Later, though, they discovered that PARD's security ranking was five on a scale of nine, the highest level being reserved for secret restricted data.
A 1995 Los Alamos security manual defined PARD as "a handling method for classified computer system output that is generated as numerical data or related information and that is not readily recognized as classified or unclassified because of the high volume of output and the low density of potentially classified data."
But today, officials at the weapons laboratory say the category has long been troublesome, given its ambiguous nature. Though it was once used widely in the nation's nuclear weapons complex, the Energy Department, which runs the laboratories, has faulted PARD as antiquated and risky in terms of security and had moved to eliminate it, even before the Lee case, said Jim Danneskiold, a Los Alamos spokesman.
Mr. Danneskiold said the department had ordered the PARD category eliminated by June 30, 2002.
"It's going away," he said. "In practice, less and less has been generated over the last five years. It's fairly rare at this point. New PARD has not been created in years."
John D. Cline, an Albuquerque lawyer on Dr. Lee's legal team, recently wrote a weapons scientist to say that "it appears from the evidence now available that ALL of the files (including data files and input files) were protected at the PARD level."
In an interview, Mr. Cline said, "We're examining this issue for its potential benefit to the defense." Dr. Lee's trial is to begin on Nov. 6.
A federal official agreed with the defense's portrayal of the PARD ubiquity. But he added that subsequent classification analysis showed that it was littered with state secrets, many of them major.
"I'm fairly confident that there isn't anybody who's going to be saying it was less than S.R.D.," or secret restricted data, the official said of expert judgments about the downloaded data.
Asked why the security of the downloaded data was changed, a senior official in the Justice Department referred the question to the Energy Department. A senior official there said the investigators had evaluated the material Dr. Lee had downloaded and then discovered it contained highly sensitive material.
The evaluation "was done to determine the sensitivity of the files," resulting in the higher security designations, the official said.
Mr. Holscher, Dr. Lee's lead lawyer, was highly critical of the government's action. "The government did not disclose that the over 20 references to secret restricted data were classifications made after the investigation started," he said in an interview. "That was never revealed in court or to the public.
"Los Alamos rates these materials as a five on a scale of nine in terms of sensitivity, and then tells two federal judges that they are the crown jewels," he said. "So what do they call the millions of documents at higher levels of classification?"
Dr.

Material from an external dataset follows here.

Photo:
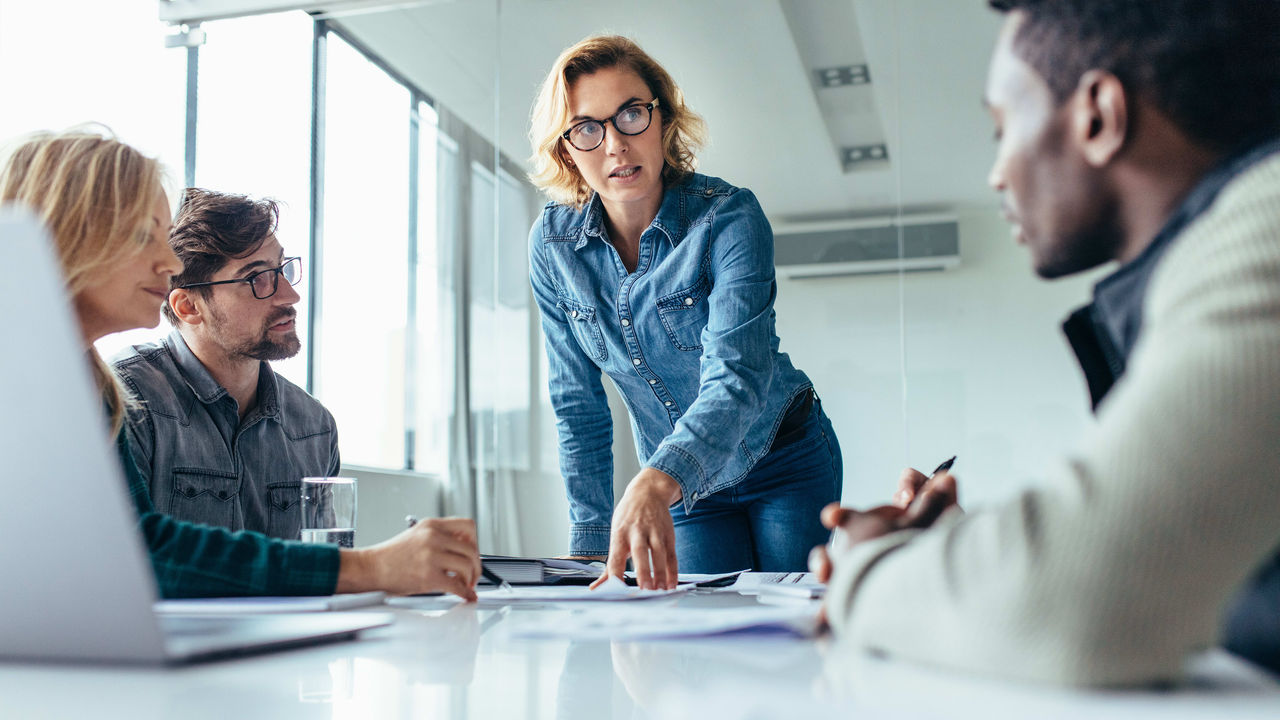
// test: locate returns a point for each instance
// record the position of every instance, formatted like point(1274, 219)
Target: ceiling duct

Lee's lawyers said the new development makes their client's actions seem less like the systematic looting of the nation's top nuclear secrets, as the government contends, and more like a research misdemeanor, as the defense has argued.
The development is likely to fuel comparisons between the way the government handled evidence of computer security lapses by a former director of Central Intelligence, who lost his security clearance, and by Dr. Lee, whose ankles and wrists are shackled during weekly visits he is allowed to make with his family.
Robert M. Henson, a former weapons designer at Los Alamos who in 1995 sounded the first alarms about the possibility of Chinese spies at the laboratory, said Dr. Lee had "probably stretched the rules" in downloading PARD but no more. "Shame on him if he did," Dr. Henson said.
Dr. Henson also told of his own missteps with PARD, including once when a flurry of paper blew out an open laboratory window.
He added that the category deserved to be eliminated as its goals of achieving both high secrecy and relative openness were inherently contradictory.
"It's probably illegal," he said of PARD, "and that's why they're trying to make it go away."